Anche questo avrebbo forse dovuto mettere sul chi va là gli entusiasti sostenitori del megaprogetto Silk Faw. E lui, Bedosti, dice di averlo fatto.”Ricordo bene che nel luglio 2020, poiché ero in costante contatto con la Regione Emilia-Romagna, avvertii via mail sul pericolo che si poteva ben intravvedere in quella acclamata impresa, anche perché la Faw cinese l’avevo conosciuta molto bene – ha raccontato in una interessante intervista a Ilaria Vesentini, giornalista del Sole 24 Ore da sempre molta attenta ed informata sugli affari con la Cina – Sul progetto Silk ci sono stati solo proclami e neppure un fatto concreto, bastava una semplice analisi tecnica e un po’ di conoscenza di ciò che sta accadendo in Cina per non avallarlo”.
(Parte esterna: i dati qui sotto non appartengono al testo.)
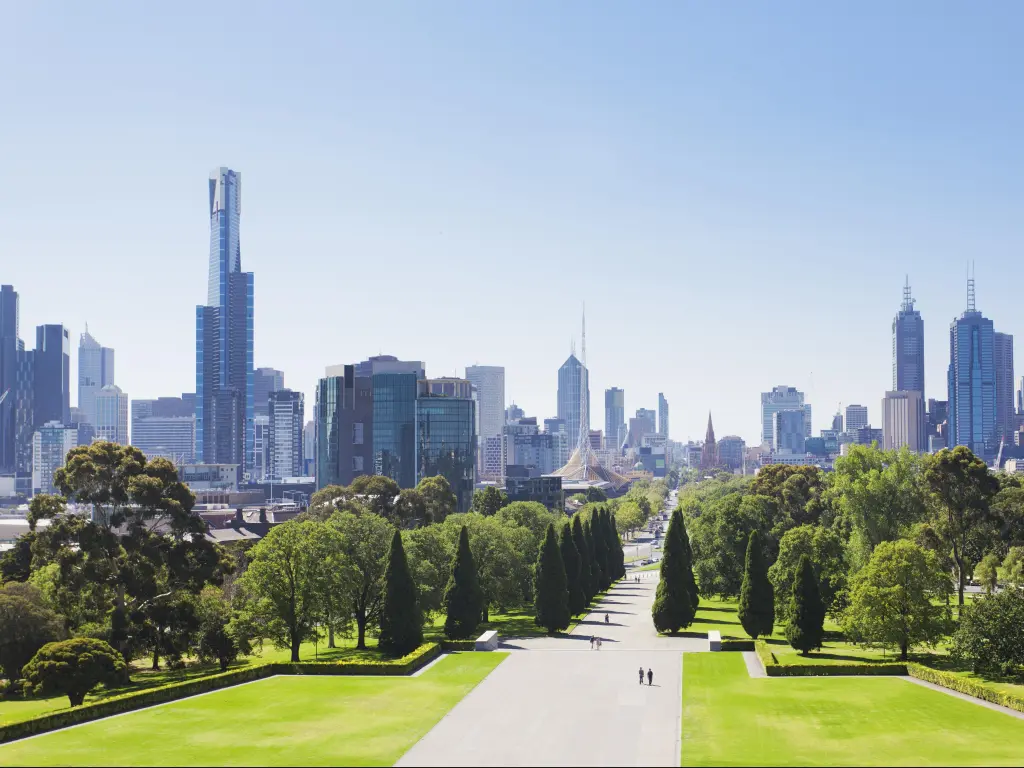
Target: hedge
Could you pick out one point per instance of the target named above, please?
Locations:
(172, 691)
(965, 685)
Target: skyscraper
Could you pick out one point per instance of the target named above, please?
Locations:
(614, 418)
(971, 381)
(1003, 364)
(569, 376)
(908, 347)
(224, 377)
(95, 371)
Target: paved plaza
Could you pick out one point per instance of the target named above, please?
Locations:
(555, 701)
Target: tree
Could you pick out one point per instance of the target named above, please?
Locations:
(463, 597)
(807, 615)
(757, 598)
(551, 596)
(26, 626)
(990, 635)
(73, 668)
(571, 561)
(365, 549)
(401, 622)
(673, 608)
(962, 488)
(488, 501)
(894, 599)
(586, 568)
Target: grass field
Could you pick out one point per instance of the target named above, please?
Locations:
(284, 720)
(730, 719)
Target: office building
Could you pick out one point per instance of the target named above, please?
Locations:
(614, 419)
(95, 371)
(224, 377)
(856, 417)
(50, 444)
(265, 380)
(570, 376)
(908, 347)
(781, 398)
(1003, 367)
(445, 435)
(791, 431)
(287, 417)
(112, 415)
(971, 381)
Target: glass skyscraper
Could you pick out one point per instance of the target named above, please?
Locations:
(224, 380)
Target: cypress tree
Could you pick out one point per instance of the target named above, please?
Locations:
(551, 596)
(806, 612)
(401, 622)
(570, 559)
(586, 573)
(673, 609)
(757, 598)
(463, 596)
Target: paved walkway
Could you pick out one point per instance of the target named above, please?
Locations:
(555, 701)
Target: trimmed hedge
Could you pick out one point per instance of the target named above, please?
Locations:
(964, 685)
(173, 691)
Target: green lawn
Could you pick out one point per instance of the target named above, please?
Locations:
(284, 720)
(730, 719)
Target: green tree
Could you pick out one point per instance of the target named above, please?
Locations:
(962, 488)
(26, 626)
(488, 501)
(757, 598)
(806, 614)
(572, 563)
(990, 635)
(551, 596)
(673, 608)
(463, 598)
(73, 668)
(894, 600)
(401, 622)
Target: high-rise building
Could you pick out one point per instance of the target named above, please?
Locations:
(50, 444)
(52, 375)
(908, 347)
(971, 381)
(224, 377)
(903, 421)
(112, 415)
(781, 398)
(445, 435)
(285, 448)
(265, 380)
(856, 417)
(1003, 364)
(614, 419)
(95, 371)
(570, 377)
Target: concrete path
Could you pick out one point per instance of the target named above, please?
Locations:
(555, 701)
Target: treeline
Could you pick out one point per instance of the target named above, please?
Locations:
(889, 538)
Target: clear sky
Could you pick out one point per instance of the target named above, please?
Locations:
(736, 189)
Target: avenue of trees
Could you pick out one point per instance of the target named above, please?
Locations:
(886, 545)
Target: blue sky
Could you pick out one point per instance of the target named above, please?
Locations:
(737, 190)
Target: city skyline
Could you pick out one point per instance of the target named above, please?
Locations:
(869, 210)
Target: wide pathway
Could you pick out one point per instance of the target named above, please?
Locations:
(555, 701)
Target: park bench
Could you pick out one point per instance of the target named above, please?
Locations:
(487, 641)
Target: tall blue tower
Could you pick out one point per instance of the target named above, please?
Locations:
(224, 379)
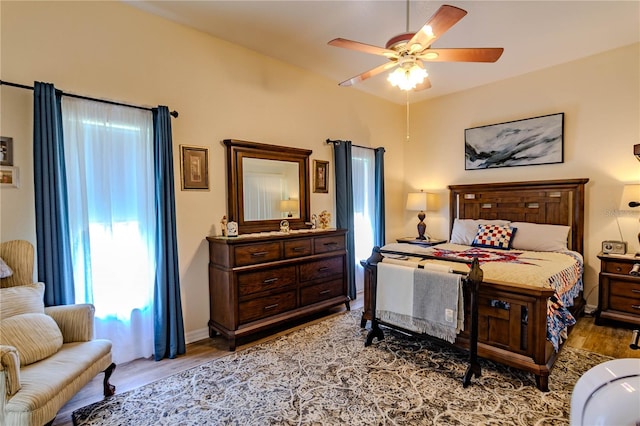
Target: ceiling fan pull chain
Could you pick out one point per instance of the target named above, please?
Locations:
(407, 116)
(407, 16)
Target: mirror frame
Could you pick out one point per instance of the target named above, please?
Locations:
(236, 151)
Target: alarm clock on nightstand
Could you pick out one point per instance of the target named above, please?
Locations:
(232, 229)
(614, 247)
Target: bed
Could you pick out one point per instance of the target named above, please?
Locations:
(514, 313)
“Non sono al corrente della situazione aggiornata di Faw, ma li conosco da decenni. Quando ero in Same Deutz Fahr per quasi 20 anni abbiamo venduto loro la licenza dei motori diesel e mi sono fatto una mia opinione: sono cinesi particolarmente difficili e quadrati, più dei colleghi di Lovol, sempre controllati dal governo di Xi Jinping. Ma Faw è molto più grande di Lovol, è il più grande costruttore di camion in Cina e da osservatore esterno ho sempre considerato bizzarro e poco credibile un investimento da centinaia di milioni di euro in Italia per lo sviluppo di auto elettriche di altissima gamma, per di più attraverso una alleanza con una società americana. Tanto che preallertai i colleghi della motor valley”, racconta ancora Bedosti.
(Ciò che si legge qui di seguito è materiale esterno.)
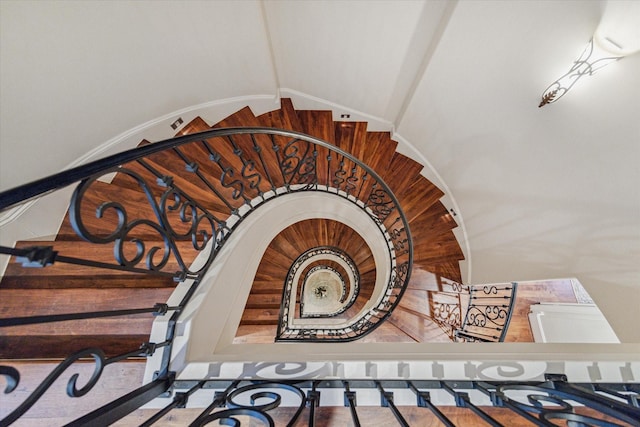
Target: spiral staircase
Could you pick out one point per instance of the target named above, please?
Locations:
(165, 213)
(72, 288)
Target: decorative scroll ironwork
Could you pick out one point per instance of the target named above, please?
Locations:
(100, 361)
(592, 59)
(488, 314)
(319, 254)
(194, 191)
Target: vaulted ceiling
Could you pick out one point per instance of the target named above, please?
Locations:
(542, 193)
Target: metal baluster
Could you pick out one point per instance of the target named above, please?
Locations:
(219, 400)
(179, 401)
(386, 401)
(463, 401)
(424, 401)
(350, 401)
(313, 401)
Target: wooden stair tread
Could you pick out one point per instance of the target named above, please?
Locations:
(61, 346)
(349, 135)
(419, 197)
(194, 126)
(120, 334)
(418, 327)
(401, 172)
(260, 316)
(134, 202)
(284, 118)
(318, 123)
(63, 275)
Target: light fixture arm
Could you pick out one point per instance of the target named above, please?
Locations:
(592, 59)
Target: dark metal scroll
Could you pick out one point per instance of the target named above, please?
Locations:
(180, 221)
(488, 314)
(100, 360)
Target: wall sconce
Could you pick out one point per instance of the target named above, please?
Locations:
(617, 36)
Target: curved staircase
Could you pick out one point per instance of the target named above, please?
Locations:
(75, 288)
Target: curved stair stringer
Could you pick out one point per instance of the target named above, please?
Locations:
(213, 314)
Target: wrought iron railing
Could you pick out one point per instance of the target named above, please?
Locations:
(488, 314)
(192, 192)
(399, 402)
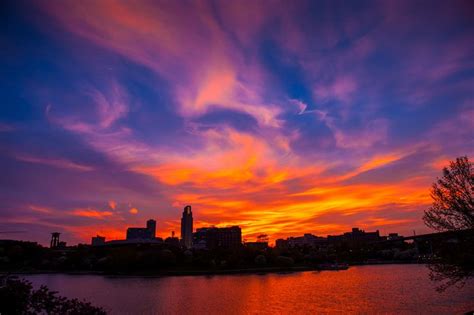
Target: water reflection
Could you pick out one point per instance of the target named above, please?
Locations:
(368, 289)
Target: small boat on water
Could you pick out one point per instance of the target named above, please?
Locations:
(333, 266)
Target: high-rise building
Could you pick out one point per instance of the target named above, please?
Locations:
(187, 227)
(54, 240)
(151, 226)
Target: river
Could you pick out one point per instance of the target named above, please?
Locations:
(361, 289)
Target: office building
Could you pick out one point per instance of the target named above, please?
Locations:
(187, 227)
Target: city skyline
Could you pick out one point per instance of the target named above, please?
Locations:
(282, 118)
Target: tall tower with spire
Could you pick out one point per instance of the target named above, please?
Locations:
(187, 227)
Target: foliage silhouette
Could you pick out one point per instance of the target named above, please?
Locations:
(453, 210)
(18, 297)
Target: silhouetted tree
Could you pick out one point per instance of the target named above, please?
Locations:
(452, 210)
(453, 198)
(18, 297)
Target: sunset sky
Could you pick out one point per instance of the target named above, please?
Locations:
(282, 117)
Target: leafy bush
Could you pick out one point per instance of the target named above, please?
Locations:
(18, 297)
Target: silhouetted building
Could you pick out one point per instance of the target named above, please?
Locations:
(54, 240)
(98, 240)
(213, 237)
(151, 226)
(187, 227)
(147, 233)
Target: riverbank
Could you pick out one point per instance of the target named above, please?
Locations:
(184, 272)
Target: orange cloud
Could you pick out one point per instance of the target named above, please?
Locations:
(88, 213)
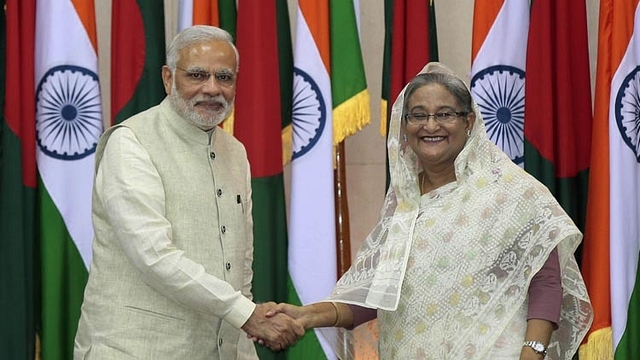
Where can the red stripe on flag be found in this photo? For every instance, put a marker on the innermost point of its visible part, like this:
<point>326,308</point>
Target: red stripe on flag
<point>410,43</point>
<point>257,111</point>
<point>558,112</point>
<point>128,52</point>
<point>20,100</point>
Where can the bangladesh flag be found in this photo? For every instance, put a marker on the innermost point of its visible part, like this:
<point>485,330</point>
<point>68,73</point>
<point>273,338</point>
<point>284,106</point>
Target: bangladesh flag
<point>558,117</point>
<point>137,57</point>
<point>410,42</point>
<point>263,101</point>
Che, per altro, non è che avesse una gran fiducia nemmeno nella componente americana del mega-accordo. “Il vero interrogativo è il finanziatore americano, Jonathan Crane, un puro profilo finanziario che poteva investire tanto in caramelle quanto in auto sportive – dichiara sempre al Sole 24 Ore-  Quante aziende ci hanno rimesso più per gli americani che non per i cinesi? Faw ci metteva il peso industriale ma ai cinesi oggi delle auto elettriche pulite non interessa nulla, hanno problemi ben più seri e hanno completamente chiuso le strade che portano in Occidente. Dal primo al terzo mandato di Xi Jinping c’è stato un cambio macroeconomico epocale. L’ho vissuto in prima persona in Lovol: Goldoni e Matermacc sotto la spinta cinese erano aziende ripartite alla grande. Fino al 2018, quando la Via della seta ha iniziato a traballare e Xi Jinping ha dato lo stop agli investimenti a Ovest di fronte ai boicottaggi americani sulla soia cinese e le frizioni sulla Corea del Nord. Il clima si è definitivamente esacerbato con il Covid che ha portato la Cina a sancire l’assoluta chiusura in se stessa”.
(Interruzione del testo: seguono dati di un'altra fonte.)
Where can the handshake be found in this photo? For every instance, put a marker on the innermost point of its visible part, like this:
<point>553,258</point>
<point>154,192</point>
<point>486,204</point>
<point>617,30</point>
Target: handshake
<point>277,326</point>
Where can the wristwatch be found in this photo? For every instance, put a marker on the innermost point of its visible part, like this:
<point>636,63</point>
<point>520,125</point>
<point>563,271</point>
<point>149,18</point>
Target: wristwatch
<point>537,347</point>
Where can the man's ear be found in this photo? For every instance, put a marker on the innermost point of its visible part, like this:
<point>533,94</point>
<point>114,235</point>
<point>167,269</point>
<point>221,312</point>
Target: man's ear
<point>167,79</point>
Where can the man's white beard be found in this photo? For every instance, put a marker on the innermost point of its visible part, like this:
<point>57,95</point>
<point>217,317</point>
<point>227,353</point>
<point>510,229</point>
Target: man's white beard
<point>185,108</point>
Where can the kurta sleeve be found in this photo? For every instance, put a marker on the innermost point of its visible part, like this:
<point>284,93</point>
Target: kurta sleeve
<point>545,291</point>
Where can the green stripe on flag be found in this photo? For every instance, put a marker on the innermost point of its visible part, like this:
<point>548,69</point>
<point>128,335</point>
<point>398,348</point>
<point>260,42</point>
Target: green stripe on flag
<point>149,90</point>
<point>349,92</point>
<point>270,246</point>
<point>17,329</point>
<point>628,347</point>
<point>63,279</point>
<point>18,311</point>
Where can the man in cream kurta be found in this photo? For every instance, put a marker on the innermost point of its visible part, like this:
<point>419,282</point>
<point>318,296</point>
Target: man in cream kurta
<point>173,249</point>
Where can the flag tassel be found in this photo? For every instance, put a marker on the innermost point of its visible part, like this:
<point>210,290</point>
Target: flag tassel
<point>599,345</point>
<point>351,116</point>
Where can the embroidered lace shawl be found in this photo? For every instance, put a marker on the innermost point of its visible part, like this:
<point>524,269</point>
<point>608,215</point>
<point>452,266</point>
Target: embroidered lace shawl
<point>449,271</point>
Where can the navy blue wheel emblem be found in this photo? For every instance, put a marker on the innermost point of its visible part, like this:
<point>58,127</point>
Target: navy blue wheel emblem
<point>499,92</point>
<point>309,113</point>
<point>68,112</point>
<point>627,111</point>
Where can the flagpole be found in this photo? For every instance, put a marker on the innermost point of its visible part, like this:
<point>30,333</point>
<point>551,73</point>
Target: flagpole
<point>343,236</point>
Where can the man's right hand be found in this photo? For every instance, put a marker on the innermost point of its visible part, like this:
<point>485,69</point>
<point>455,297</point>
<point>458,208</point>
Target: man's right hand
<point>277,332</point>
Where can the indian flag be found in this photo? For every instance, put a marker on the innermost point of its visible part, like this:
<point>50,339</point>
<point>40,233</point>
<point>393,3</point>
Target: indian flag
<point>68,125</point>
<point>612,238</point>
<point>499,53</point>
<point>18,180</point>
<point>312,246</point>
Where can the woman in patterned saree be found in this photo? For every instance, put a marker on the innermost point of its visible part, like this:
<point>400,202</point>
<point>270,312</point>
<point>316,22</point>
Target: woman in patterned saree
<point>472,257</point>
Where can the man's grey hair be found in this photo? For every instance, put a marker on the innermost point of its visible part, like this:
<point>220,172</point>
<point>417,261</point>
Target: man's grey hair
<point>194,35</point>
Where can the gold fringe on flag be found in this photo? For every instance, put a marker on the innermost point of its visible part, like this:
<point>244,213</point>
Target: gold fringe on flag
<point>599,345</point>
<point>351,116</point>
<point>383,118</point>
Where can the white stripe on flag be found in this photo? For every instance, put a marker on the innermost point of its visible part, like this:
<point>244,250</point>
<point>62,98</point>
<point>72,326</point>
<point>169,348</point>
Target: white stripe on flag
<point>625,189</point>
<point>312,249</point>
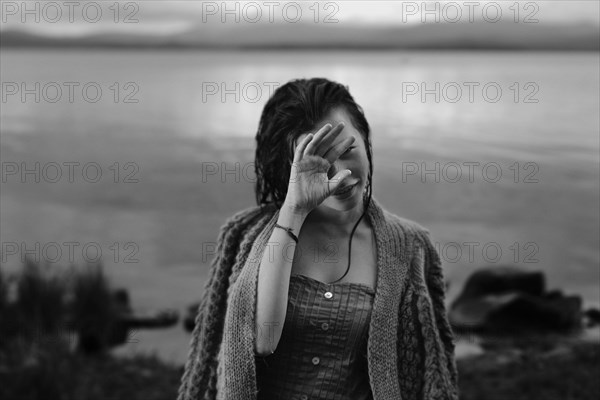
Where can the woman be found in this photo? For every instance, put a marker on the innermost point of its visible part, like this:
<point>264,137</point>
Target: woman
<point>319,293</point>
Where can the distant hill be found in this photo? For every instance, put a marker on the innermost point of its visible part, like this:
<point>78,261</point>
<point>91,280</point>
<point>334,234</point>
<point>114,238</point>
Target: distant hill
<point>499,36</point>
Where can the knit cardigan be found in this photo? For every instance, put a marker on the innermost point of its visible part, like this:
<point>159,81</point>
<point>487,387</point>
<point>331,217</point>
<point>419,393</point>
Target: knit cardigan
<point>410,343</point>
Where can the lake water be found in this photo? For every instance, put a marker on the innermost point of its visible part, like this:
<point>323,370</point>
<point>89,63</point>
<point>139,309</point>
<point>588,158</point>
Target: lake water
<point>532,117</point>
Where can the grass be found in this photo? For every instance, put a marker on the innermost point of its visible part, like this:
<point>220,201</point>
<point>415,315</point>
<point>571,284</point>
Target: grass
<point>38,365</point>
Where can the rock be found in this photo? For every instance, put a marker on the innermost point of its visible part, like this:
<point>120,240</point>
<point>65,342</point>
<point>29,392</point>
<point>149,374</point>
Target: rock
<point>501,280</point>
<point>513,301</point>
<point>189,321</point>
<point>593,317</point>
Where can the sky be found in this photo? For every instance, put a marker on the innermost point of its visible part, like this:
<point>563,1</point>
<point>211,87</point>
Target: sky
<point>164,17</point>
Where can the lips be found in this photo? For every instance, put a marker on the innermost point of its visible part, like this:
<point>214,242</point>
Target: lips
<point>346,189</point>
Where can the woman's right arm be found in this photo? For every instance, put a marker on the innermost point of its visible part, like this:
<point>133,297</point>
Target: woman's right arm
<point>273,278</point>
<point>308,186</point>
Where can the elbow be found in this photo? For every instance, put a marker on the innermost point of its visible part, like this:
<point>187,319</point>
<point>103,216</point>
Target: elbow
<point>266,344</point>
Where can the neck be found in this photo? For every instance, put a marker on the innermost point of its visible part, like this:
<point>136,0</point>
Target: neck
<point>343,219</point>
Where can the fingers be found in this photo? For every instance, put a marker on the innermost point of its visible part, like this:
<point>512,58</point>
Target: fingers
<point>312,147</point>
<point>337,179</point>
<point>336,151</point>
<point>301,147</point>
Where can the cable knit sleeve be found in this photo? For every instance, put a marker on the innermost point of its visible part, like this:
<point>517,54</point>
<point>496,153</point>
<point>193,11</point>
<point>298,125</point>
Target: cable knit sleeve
<point>434,280</point>
<point>199,377</point>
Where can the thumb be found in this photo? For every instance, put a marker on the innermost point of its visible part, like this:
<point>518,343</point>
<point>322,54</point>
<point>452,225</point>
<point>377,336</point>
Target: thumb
<point>337,179</point>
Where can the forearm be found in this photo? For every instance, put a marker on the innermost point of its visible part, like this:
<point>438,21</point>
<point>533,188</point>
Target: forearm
<point>273,281</point>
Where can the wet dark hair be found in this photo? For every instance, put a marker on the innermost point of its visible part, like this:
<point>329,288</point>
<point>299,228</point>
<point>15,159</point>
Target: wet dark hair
<point>293,109</point>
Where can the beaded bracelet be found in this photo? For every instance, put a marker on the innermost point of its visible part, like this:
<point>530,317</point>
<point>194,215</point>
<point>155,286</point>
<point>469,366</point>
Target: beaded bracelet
<point>289,231</point>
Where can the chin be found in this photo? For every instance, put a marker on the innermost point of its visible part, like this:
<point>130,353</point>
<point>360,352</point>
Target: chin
<point>344,203</point>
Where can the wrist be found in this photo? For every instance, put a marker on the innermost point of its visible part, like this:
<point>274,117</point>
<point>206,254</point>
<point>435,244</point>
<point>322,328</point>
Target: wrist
<point>291,217</point>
Per queste ragioni, Bedosti spiega di non aver mai ritenuto credibile il superprogetto Silk Faw tanto da “allertare colleghi e istituzioni del territorio”. Racconta anche che dal 2020, l’ultima volta che è stato in Cina,  il clima era già completamente cambiato rispetto a pochi anni prima. “Ho amici cinesi che in qualche modo comunicano con me tramite schede telefoniche tedesche e raccontano di una svolta per noi inimmaginabile: l’inglese non si insegna più nelle scuole, stanno togliendo la segnaletica inglese, tutta la politica della Via della seta è stata completamente ribaltata – conclude – La Cina del primo mandato di Xi Jinping non esiste più. I cinesi hanno il problema di trovare da mangiare per tutti, dell’autosufficienza alimentare, non certo di produrre auto elettriche che non inquinino. Il progetto Silk Faw è un falso progetto per la Cina”.